All of my Konigsburg books include animals. I’m not sure how this happened, it just did. Starting with a diabolic cat and a sweet-natured Chihuahua in Venus In Blue Jeans, I had a greyhound in Wedding Bell Blues, a mostly coon hound puppy in Be My Baby, a largely Maine coon cat in Long Time Gone and Don’t Forget Me, and an iguana named Doris in Brand New Me.
When I got to Fearless Love, the choice was already clear, and so, as it turned out, was the animal. Chickens. My heroine, MG Carmody, inherits a chicken farm from her grandfather. MG doesn’t have much else she can depend on in the way of income—she’s a struggling singer trying to regain her confidence after some bad experiences in Nashville. So she decides to sell her eggs. And I had to find out how you raise chickens.
Fortunately for me, Denver (where I live now) had just passed an ordinance allowing urban farmers to raise a few chickens in their backyards. All of a sudden chickens were in the news, and it turned out I actually knew a few people who were raising them. Plus Denver wasn’t the only city in the country where people had decided that having backyard chickens was a good idea. I found Web sites galore with loads of chicken information.
So what did I learn? All sorts of stuff. Hens usually lay only one egg a day and they may not come through every time (so my heroine’s twenty-five chickens wouldn’t necessarily produce twenty-five eggs). They don’t lay while they’re molting, and they stop laying altogether when they age (two to three years). This creates all kinds of dilemmas for the soft-hearted urban chicken farmers who can’t bring themselves to do what traditional farmers do with aging hens—make chicken soup. I also found out raising chickens is a lot of work, which fit in with my story. Between her job in a restaurant kitchen, her reborn music career and her chickens, MG is frequently exhausted.

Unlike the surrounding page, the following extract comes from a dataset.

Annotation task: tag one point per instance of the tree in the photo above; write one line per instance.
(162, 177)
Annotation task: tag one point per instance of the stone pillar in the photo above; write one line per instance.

Although most of the chicken authorities cautioned against naming your birds (you don’t want to get too attached), I decided that I’d have at least one chicken with attitude, a rooster named Robespierre. He has a run-in with a coyote and the result is based on a similar story I picked up from a chicken blogger (yes, Virginia, there are chicken bloggers).
MG finally triumphs, with the help of my hero, Joe LeBlanc, a chef who turns out to know a lot about chickens himself. And I’ve now got enough information about chickens to know for sure that I’m not going to be raising them myself any time soon!
Here’s the blurb for Fearless Love:
Fearless Love, Konigsberg, Texas, Book 7
Sweet music doesn’t come without a few sour notes.
MG Carmody never figured her musical dreams would crash against the reality of Nashville. Now the only thing she has going for her is her late grandfather’s chicken farm, which comes with molting hens that won’t lay, one irascible rooster, and a huge mortgage held by a ruthless opponent—her Great Aunt Nedda.
With fewer eggs to sell, MG needs extra money, fast. Even if it means carving out time for a job as a prep cook at The Rose—and resisting her attraction to its sexy head chef.
Joe LeBlanc has problems of his own. He’s got a kitchen full of temperamental cooks—one of whom is a sneak thief—a demanding cooking competition to prepare for, and an attraction to MG that could easily boil over into something tasty. If he could figure out the cause of the shy beauty’s lack of self confidence.
In Joe’s arms, MG’s heart begins to find its voice. But between kitchen thieves, performance anxiety, saucy saboteurs, greedy relatives, and one very pissed-off rooster, the chances of them ever making sweet music are looking slimmer by the day.
Warning: Contains hot kitchen sex, cool Americana music, foodie hysteria, and a whole lot of fowl play.
5 comments:
Chicken bloggers! LOL... I raised chickens as a kid, and more than once demanded that particularly aggressive roosters end up in the pot. I couldn't even gather eggs without being attacked. It's not all fun and feathers. :-D
mnark111 AT gmail DOT com
From what I read, it's definitely not fun and feathers! Thanks for sharing your chicken experiences.
ROFL! As much as I love eggs, I'm hesitant to raise my own chickens--we have friends who do in their backyard, but I'm thinking it's a whole lotta work! ;) Great excerpt, Meg!
f dot chen at comcast dot net
I had chickens for a while. They laid colored eggs. Lots of fun for kids.
We have a big suburban lot and I always thought that having chickens would be cool...but I didn't want to put in the work involved!